To Aotearoa New Zealand’s great literary fortune, news of the award arrived at Seacliff in time for the hospital superintendent to forbid the surgery from going ahead. Frame left Seacliff for the last time in March 1955. She later found out, while living in London, that she didn’t have – nor had ever had – schizophrenia. It was concluded that she was simply a shy and sensitive soul who struggled more than most with making sense of life’s social dimensions while doing her best to navigate these hampered by the intrusion of repeated institutionalised trauma.

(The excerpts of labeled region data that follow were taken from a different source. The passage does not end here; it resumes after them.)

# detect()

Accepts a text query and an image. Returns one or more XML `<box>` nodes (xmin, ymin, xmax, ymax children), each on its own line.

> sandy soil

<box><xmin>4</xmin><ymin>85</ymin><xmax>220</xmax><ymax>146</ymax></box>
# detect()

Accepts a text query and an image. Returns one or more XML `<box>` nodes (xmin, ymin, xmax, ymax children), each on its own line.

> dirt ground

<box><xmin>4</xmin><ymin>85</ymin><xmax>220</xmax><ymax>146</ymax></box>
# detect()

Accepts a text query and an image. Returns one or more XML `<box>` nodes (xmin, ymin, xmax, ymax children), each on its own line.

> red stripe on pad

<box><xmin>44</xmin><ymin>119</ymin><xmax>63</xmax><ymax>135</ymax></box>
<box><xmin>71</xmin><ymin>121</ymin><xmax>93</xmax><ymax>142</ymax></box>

It could be said that Janet Frame was one of the ‘lucky ones’, as she was ultimately afforded the opportunity to create a life and career for herself outside the limits of institutionalisation. However, she would forever bear the indelible scars left by Seacliff on her soul – scars shared by all women who spent time both in Seacliff and other ‘hospitals’ like it throughout Aotearoa New Zealand, Australia, and the rest of the world.

These women’s committals were often without just cause, for reasons they couldn’t help, and/or were intrinsic to who they were and how they experienced the world. Their disablement, vilification and erasure in and from everyday society made testament by routinely unmarked burials. This was justified by historical persistent, prevailing and patriarchal moral imperatives. Such imperatives were predicated on the view that mental health issues and disability were ugly, sinful and the preserve of the defective, and best attended to in an institutional setting so as not to make decent society uncomfortable. Women were easy targets within this ill-informed meaning-making, and the generational trauma that this vilification caused is still being unknotted.

Let us stay with the discomfort of this grave injustice done to women. Let us not forget.


Dr Kate McAnelly (she/her/ia) is an early childhood teacher by profession, now working in Dunedin as a regional lecturer in early childhood education with the Open Polytechnic of New Zealand. Her research interests include inclusive early childhood curriculum, pedagogies and learning environments, disabled children’s childhood studies, the rights of children and families to an inclusive education, the histories and sociology of diverse childhoods and disabled womanhood, and the politics of inclusive education. As a neurodivergent woman who may well have been targeted for institutionalisation as described above in times gone by, this has been a challenging yet important piece for Kate to write. She’s looking forward to continuing work in the vein of vilification and othering alongside VIDA blog Commissioning Editor Michael Stockwell in 2026.